I know, I know... I have been MIA from this blog. Well... and from life. But its time to find it again... and me.
Warning- there is personal, mushy, gushy stuff ahead.
But we are all friends here, right?
Here we go...
I feel like I am a whole new person than the one I was before October 4, 2013. (Besides the obvious mom brain, sleep-deprived zombie...) I have a lot more anxiety and depression in my life. Basically, I'm an emotional basket case. Now, this isn't new. I've been a basket case for a long time. But the basket happens to be bigger. And heavier. And uglier.
I have struggled with clinical depression and anxiety for several years now. (If I'm being honest... my whole life.) But with postpartum hormones I feel I have been thrown to the wolves.
Here's the deal though... my first post back isn't going to be dwelling on this dark truth.
It's really about finding and creating happiness again.
Because, really... life is to good to waste time being miserable.
So I'm putting this blog back into my employ. It helped me before and I believe it can help me again. While I'm at it I'm laying out this disclaimer... I'm a private person and tend to feel anxious putting my thoughts out there (esp. a public forum like this). But I also believe we are in this life to help each other. So if this blog is in anyway helpful, inspiring, or encouraging to others then I'm going to continue to use it. But I'll probably get personal. And I'll probably fret about using the right grammar (oh the ironies). And it will probably be harder than it should be to post something.

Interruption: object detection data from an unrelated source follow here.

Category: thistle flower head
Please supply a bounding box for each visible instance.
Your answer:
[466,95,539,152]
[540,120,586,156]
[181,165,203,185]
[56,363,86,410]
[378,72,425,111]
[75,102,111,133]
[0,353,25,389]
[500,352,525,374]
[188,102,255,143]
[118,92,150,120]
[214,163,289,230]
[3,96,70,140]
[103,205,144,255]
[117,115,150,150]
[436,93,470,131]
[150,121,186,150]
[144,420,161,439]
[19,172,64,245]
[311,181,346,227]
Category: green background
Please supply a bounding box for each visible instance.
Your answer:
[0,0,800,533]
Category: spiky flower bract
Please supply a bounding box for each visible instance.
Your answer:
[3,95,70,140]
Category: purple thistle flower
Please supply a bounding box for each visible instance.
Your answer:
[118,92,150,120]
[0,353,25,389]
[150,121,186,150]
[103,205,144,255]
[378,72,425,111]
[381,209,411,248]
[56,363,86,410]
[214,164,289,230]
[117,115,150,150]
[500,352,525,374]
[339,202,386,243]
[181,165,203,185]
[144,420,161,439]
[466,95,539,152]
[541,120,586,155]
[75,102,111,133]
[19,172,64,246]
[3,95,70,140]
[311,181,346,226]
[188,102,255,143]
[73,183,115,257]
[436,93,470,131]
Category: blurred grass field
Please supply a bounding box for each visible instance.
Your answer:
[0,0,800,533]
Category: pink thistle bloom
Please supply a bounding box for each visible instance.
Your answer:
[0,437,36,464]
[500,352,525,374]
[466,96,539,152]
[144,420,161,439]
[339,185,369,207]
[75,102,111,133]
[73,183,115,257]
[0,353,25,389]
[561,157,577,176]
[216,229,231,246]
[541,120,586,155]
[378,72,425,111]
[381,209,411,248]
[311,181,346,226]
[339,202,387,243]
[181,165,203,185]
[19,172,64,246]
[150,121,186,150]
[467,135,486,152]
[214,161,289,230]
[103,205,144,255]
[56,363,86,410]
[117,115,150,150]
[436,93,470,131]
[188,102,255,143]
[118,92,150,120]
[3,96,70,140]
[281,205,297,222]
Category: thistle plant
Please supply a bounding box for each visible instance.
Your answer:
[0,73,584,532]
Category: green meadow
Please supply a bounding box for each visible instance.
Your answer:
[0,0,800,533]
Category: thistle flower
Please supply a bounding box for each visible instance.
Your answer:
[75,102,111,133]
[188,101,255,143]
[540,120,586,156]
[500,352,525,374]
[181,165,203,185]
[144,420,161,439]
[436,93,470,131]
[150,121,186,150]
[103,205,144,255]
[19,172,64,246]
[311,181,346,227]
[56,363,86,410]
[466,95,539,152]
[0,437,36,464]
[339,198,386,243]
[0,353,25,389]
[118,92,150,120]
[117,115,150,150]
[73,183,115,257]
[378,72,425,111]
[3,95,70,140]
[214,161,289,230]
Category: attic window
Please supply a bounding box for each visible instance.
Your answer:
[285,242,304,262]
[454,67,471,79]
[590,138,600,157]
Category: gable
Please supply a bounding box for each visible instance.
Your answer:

BUT... I'm going to do it. And I'm not going to worry about it. Ok? Ok.
5 comments:
I am excited to get to know you better through your blog. I admire you so much. Plus, your girls are so stinkin cute!! :)
Yay Carlee, it's so good to read from you again!
Carlee! I love your blog. I always get excited to see a new post, and I love browsing your list from time to time. I hope it helps again, and I want you to know it is inspiring to me! I'll be patiently listening (reading).
I'm so glad you're sharing your "inner" self with us. Those who love you aren't going to judge you for your struggles (or grammar! lol)
(((hugs)))
Carlee- you are just incredible! Whenever you cross my mind - you bring a smile to my face. Thanks for just being your wonderful self!